If you had £850,000 to spare, what kind of car would you buy? If your answer was anything other than the Pagani Huayra, you're sadly mistaken.
If you had £850,000 to spare, what kind of car would you buy? If your answer is anything other than the Pagani Huayra, you're sadly mistaken. Forget your favourite ride: Pagani's bizarrely titled successor to the Zonda is the automotive Alpha and Omega, the dog's reproductive organs.
Let's get the bad things out of the way. The Huayra has a stupid name (meaning God of wind); a stupid grille that's reminiscent of a whale shark; ugly quad headlamps and highly cliched gullwing doors. But then there are the good things -- and these vastly, irrefutably outweigh the bad.
First up, there's the incredible attention to detail. The quad exhausts, mounted square in the centre of the car's rear bumper, which appear to be an integral part of the Huayra's swooping roof; the triangle-formation rear light clusters; the leaf-shaped wing mirrors; the gold-plated engine bay; and the oodles upon bountiful oodles of designer flourishes that adorn the cabin.

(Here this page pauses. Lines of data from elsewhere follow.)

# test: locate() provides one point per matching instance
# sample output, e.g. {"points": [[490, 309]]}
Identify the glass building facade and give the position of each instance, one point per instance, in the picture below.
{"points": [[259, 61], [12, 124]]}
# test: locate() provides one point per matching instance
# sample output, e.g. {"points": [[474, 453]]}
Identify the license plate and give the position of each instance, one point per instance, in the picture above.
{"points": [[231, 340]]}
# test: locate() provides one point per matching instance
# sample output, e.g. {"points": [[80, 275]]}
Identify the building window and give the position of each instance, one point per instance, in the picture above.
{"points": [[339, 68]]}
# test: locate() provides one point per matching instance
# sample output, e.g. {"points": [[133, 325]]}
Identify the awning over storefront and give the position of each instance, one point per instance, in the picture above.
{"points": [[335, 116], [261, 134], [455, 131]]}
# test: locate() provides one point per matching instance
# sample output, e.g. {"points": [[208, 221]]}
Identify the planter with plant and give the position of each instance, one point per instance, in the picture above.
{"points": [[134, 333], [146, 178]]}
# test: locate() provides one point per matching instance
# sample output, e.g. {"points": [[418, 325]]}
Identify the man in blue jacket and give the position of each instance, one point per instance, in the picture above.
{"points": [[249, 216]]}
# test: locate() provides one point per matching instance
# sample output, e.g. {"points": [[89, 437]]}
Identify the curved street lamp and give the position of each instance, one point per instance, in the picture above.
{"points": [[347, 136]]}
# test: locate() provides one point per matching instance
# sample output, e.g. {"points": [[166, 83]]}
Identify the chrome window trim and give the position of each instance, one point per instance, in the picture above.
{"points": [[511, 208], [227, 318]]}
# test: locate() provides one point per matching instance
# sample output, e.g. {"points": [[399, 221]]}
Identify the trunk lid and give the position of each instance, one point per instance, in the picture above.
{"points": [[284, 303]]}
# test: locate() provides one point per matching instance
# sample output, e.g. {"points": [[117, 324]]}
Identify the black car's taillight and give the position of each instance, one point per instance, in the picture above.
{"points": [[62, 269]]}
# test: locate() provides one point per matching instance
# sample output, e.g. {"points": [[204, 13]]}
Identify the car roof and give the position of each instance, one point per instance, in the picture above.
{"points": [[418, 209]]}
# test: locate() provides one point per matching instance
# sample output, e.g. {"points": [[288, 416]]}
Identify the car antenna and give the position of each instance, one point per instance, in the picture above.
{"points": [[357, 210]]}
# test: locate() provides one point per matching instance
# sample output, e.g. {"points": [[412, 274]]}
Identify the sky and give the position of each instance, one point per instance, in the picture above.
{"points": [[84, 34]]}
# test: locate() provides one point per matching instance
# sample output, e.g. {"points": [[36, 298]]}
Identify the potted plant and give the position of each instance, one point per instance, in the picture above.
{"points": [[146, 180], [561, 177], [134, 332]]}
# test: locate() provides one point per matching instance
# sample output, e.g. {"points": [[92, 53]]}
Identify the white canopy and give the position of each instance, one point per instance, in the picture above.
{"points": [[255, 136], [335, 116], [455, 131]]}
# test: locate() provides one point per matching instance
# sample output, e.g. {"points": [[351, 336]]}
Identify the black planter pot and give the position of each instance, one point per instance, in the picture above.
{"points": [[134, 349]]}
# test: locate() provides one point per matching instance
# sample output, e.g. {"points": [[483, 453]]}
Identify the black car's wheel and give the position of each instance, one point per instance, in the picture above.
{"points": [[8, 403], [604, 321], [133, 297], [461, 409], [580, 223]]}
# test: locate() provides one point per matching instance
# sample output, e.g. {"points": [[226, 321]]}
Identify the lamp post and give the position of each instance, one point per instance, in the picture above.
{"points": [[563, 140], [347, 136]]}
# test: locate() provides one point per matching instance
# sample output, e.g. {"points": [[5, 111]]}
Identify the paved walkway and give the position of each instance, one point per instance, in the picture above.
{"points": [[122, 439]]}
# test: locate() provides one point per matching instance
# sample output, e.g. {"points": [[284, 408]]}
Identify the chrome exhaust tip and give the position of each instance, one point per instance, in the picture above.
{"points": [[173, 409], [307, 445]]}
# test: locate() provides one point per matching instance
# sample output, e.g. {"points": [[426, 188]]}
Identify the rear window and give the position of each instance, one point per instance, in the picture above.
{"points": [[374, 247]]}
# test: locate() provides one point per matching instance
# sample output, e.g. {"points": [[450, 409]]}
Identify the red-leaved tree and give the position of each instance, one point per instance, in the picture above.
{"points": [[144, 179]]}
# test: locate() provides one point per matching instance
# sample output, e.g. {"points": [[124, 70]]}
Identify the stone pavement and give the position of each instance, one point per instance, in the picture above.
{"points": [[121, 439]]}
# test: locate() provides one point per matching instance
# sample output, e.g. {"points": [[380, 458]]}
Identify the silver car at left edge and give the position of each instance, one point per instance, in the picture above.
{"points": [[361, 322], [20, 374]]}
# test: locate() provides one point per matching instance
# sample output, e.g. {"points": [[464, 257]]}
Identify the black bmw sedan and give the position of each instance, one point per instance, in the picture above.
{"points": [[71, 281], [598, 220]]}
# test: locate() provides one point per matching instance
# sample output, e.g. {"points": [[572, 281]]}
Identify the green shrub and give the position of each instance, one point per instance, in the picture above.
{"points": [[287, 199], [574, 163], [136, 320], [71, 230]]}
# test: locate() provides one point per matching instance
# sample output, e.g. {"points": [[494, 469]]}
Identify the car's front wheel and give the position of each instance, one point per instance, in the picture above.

We're fawning a little here, but there is no other way to speak about the Huayra. It's a car, make no mistake, but it's also a piece of art thanks to a bonnet that's secured to the bodywork, not via a latch, but by beautiful hand-stitched leather belts. Its gear-selector knob has an exposed linkage mechanism. It even has a weird protrusion in each seat whose sole function appears to be for pleasuring the bottoms of its occupants.
The Huayra is no show pony though. It's powered by a 690bhp, 6-litre, V12 engine that offers 1,000Nm of torque. Mash the beautifully ornate accelerator pedal and it'll do 0-60mph in 3.5 seconds. Keep it planted and it'll defy all that is legal, holy and in many cases possible by screaming all the way to 230mph. It will, friends, make anything that isn't a Bugatti Veyron look like it's barely moving.
We can't speak for the Huayra's handling prowess, but we'll politely suggest it can twist its way out of a straightjacket. The car's been blessed with four individual flaps -- one at each corner -- that act like those of an upside-down plane, keeping it glued to the tarmac like week-old roadkill.
The behaviour of the flaps is managed by a dedicated control unit that is fed information from the ABS braking system and the car's engine control unit. These pass information about the car's speed, yaw rate, lateral acceleration, steering angle and throttle position, all of which helps determine the angle of the flaps and their resultant downforce.
It's almost too much for our tiny minds to comprehend, but needless to say if we had anywhere near the cash, we'd skip gleefully to the nearest pawn shop to sell our kidneys, souls and grandmothers to raise the rest of the money. Have a look through the photo gallery above and tell us we're wrong.